A Massive Lithium Deposit in Nevada Could Be an Economic Boom — Or an Environmental Headache
It could be a huge deal for electric vehicle tech
We’re living through a moment in history where lithium is a source of money and power — and the countries and corporations with access to it have a leg up in the growing market for electronic vehicles. The potential existence of a significant amount of lithium near the border between Nevada and Oregon could further complicate matters — though as Ross Andersen writes in a new piece for The Atlantic, there are a number of substantial questions surrounding this deposit.
Some of those questions relate to whether or not the lithium could be easily extracted. Others include whether extracting the lithium will face legal challenges. Andersen notes that environmental groups, as well as representatives from the Paiute and the Shoshone, have taken legal action to stop lithium mining nearby — though the 9th UU.S. Circuit Court of Appeals denied their efforts earlier this year.
It isn’t hard to see why both tribal groups and environmental advocates — not that those two categories are mutually exclusive — would be concerned over the effects of lithium mining on the landscape. One of the paradoxes of the popularity of electric cars are the ways that digging for the minerals needed for their batteries can have environmental consequences of its own.

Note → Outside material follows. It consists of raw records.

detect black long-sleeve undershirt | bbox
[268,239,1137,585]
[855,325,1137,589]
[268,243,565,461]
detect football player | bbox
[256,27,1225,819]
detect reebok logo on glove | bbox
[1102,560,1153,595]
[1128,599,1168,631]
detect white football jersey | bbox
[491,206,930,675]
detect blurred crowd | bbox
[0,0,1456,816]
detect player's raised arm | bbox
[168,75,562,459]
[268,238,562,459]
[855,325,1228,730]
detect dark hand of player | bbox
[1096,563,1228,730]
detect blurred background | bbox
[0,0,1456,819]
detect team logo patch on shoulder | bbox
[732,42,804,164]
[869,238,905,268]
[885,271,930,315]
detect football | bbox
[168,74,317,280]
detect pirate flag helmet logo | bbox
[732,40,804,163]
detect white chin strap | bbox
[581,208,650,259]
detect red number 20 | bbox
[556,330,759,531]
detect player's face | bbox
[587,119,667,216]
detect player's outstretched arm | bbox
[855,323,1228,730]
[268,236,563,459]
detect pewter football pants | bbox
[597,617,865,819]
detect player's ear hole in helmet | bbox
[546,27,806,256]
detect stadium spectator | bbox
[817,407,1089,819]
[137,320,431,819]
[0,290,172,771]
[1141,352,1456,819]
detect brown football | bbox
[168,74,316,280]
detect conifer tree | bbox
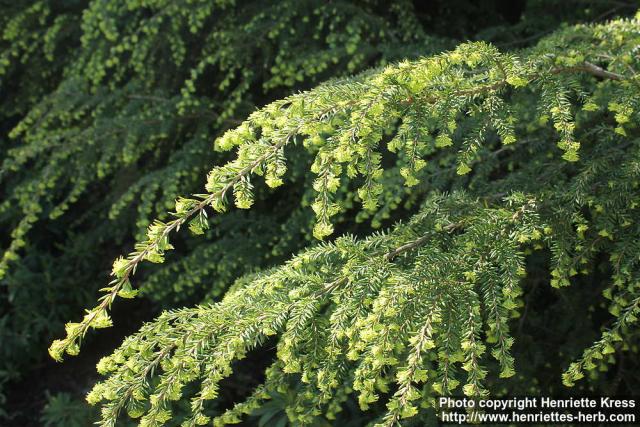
[0,0,640,425]
[43,10,640,426]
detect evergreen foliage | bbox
[50,10,640,426]
[0,0,640,426]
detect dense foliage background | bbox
[0,0,639,426]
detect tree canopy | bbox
[0,0,640,426]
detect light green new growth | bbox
[50,14,640,426]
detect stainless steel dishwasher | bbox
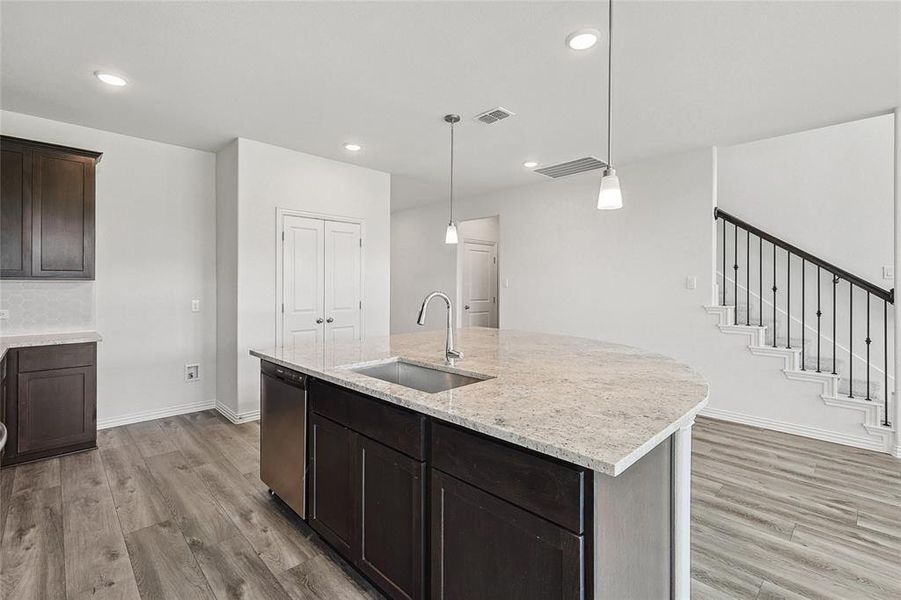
[260,361,307,518]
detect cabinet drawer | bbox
[308,380,425,460]
[431,421,590,534]
[16,343,95,373]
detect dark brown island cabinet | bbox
[0,343,97,466]
[0,136,101,279]
[307,380,593,600]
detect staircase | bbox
[705,209,896,452]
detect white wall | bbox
[216,140,238,420]
[0,111,216,426]
[718,114,895,288]
[391,150,884,446]
[219,138,391,419]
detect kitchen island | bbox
[252,328,707,600]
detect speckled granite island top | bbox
[251,328,707,475]
[0,331,102,359]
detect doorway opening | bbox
[457,215,500,328]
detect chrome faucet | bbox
[416,292,463,366]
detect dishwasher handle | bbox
[261,361,307,389]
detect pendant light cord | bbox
[607,0,613,168]
[450,121,454,223]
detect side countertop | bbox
[251,328,708,476]
[0,331,103,359]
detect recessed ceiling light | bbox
[566,29,601,50]
[94,71,128,87]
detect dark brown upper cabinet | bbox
[0,136,101,279]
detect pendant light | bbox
[598,0,623,210]
[444,115,460,244]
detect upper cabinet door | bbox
[0,141,32,277]
[0,135,101,279]
[31,150,94,279]
[325,221,363,343]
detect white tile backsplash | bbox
[0,281,96,335]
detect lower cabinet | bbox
[307,413,359,558]
[307,380,593,600]
[2,343,97,465]
[357,436,425,598]
[430,469,585,600]
[308,412,425,600]
[17,367,97,454]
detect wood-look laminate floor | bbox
[0,411,901,600]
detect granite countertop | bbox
[251,328,708,476]
[0,331,102,359]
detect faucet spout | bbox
[416,292,463,365]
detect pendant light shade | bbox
[598,167,623,210]
[444,221,457,244]
[598,0,623,210]
[444,115,460,244]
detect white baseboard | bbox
[700,406,888,452]
[216,403,260,425]
[97,399,216,429]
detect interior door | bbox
[325,221,363,342]
[462,241,497,327]
[282,216,325,348]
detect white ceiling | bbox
[0,0,901,209]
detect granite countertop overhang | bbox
[0,331,103,360]
[250,328,708,476]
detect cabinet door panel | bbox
[309,414,359,558]
[431,469,585,600]
[32,150,94,279]
[0,141,32,277]
[354,436,425,599]
[17,367,97,454]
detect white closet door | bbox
[325,221,363,343]
[282,216,325,348]
[462,242,497,327]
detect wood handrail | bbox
[713,208,895,304]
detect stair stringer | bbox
[704,305,895,452]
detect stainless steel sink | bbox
[350,360,490,394]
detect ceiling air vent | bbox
[473,106,516,125]
[535,156,607,179]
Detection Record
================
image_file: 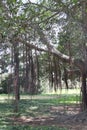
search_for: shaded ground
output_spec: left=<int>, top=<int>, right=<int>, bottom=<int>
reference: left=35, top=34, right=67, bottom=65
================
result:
left=9, top=105, right=87, bottom=130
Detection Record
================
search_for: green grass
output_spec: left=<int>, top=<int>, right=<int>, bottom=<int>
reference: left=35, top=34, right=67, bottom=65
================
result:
left=0, top=90, right=80, bottom=130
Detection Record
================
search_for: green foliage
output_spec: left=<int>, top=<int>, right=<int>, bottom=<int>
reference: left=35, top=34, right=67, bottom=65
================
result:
left=7, top=125, right=67, bottom=130
left=0, top=94, right=77, bottom=130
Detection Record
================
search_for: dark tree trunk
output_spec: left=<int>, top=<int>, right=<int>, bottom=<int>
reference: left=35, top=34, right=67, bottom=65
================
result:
left=13, top=42, right=20, bottom=112
left=82, top=73, right=87, bottom=110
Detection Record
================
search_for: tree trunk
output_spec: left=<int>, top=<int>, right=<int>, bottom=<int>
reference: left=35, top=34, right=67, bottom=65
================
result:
left=13, top=42, right=20, bottom=112
left=82, top=73, right=87, bottom=110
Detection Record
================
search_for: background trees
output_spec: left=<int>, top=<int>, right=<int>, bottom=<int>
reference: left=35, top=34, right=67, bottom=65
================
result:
left=0, top=0, right=87, bottom=109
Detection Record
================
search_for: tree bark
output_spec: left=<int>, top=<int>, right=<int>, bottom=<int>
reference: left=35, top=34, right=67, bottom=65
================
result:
left=13, top=41, right=20, bottom=112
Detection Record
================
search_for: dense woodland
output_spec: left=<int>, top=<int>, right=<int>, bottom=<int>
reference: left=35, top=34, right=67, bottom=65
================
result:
left=0, top=0, right=87, bottom=111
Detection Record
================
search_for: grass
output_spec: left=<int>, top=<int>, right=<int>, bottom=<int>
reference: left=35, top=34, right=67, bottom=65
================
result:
left=0, top=89, right=80, bottom=130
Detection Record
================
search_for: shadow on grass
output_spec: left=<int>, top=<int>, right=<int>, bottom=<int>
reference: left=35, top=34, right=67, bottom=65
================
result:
left=0, top=95, right=79, bottom=130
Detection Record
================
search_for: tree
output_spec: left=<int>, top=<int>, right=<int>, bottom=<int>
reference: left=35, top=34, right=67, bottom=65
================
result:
left=0, top=0, right=87, bottom=109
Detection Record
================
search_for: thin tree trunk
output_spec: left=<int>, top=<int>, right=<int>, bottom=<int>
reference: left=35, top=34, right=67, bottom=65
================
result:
left=13, top=42, right=20, bottom=112
left=82, top=73, right=87, bottom=110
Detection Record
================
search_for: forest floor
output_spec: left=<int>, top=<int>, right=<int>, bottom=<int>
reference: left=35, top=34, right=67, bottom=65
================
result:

The study published in Science Advances and cited in the Atlantic article argues that the lithium deposit it covers could differ from other high-profile lithium deposits in terms of its environmental impact. The study’s authors write that “[v]olcano sedimentary lithium resources” — which this deposit is — “tend to be shallow, high-tonnage deposits with low waste:ore strip ratios.”
That could mean a less invasive mining process, which seems like a plus for several reasons. But we’re still a long way from seeing this potential become a reality. Like not counting chickens before they’ve hatched, it’s probably a safer bet to avoid counting this lithium before it’s mined. Assuming, of course, it actually is.